Our new garden wall and steps are shaping up, made from stone reclaimed from the cottage and garden.

Tuesday, 17 April 2012

Set in steel

We now have eight steels bearing the load of the roof. That's the easy they have to prop up the roof while they take down the supporting walls and build them up again from these new steels. It's the most hairy part of the job so far, so I am really, really hoping it doesn't all collapse next week (a real possibility!).

Stone steps

Our new garden steps. I love the stone work, but I've asked for that one lighter, Indian stone flag in the middle to be swapped for a local stone flag. All the stone used for the wall and the steps and the new little patio outside the guest cottage has been reclaimed from the cottage and the garden.

Open plan

So this is what the ground floor looks like now. The dividing wall came down today, handily providing us with all the remaining facing stone we needed for the garden wall, and we now have one big open plan room. The main entrance to the house is where the light is flooding in from a doorway (the porch) in the photo below, and (looking at the photo) to the left of the doorway is a fireplace for a woodburner and then the kitchen will run along that wall to the bi-fold door leading onto the garden.

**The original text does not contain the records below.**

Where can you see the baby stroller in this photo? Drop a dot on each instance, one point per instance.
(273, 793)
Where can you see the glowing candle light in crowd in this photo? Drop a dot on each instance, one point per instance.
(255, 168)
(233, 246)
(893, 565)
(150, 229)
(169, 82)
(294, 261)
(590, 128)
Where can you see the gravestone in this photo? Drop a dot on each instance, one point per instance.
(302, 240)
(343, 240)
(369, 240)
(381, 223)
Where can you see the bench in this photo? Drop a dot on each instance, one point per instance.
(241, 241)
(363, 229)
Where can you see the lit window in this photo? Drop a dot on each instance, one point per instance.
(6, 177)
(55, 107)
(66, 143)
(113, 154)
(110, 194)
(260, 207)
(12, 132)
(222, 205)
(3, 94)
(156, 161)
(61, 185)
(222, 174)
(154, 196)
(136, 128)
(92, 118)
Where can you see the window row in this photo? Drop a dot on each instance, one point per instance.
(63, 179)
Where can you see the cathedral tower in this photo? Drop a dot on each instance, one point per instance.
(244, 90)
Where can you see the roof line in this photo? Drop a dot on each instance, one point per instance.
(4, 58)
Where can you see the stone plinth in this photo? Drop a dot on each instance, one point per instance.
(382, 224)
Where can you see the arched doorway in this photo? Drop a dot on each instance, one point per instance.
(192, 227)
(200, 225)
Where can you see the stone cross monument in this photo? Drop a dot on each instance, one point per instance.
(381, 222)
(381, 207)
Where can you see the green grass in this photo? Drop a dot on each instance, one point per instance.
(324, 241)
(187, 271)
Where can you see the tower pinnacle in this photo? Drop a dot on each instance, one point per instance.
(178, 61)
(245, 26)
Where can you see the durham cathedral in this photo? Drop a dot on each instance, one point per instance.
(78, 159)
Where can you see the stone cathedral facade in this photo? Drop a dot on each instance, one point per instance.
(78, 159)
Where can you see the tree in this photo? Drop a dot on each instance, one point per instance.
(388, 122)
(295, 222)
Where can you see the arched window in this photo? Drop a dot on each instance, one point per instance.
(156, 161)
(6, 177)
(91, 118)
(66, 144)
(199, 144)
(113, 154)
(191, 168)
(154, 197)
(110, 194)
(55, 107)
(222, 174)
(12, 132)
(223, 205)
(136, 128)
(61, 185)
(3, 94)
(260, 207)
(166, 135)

That area then turns the corner where there will be a walk-in cupboard and on the outside wall, my desk.
Where the pile of rubble is in the photo below will be where the stairs will run (an open staircase so we'll be able to walk either side of them.
In the fairly spacious area between the stairs and the fireplace we'll eventually put the lovely round dining table we bought in Argentina. The black post you can see in the photo below is coming out. I am really happy with the new layout, and it's especially great because the reorganisation gives us a bigger bedroom and bathroom, including a walk-in shower.

Light source

This side wall window was knocked out this week, which brings in a fair bit more natural light into that room. The window will be slightly narrower than the hole there at the moment, just so that the window doesn't sit right against the exterior wall. I'm very happy with it though (looking desperately for things to be positive about this house project having found more structural problems this last week). We're close to having lights in the guest cottage as we had the wiring installed last week. Getting there...

Mini me

I found these photos in an album at home. Can you see the likeness with Bo (top photo) and Seth (bottom two)?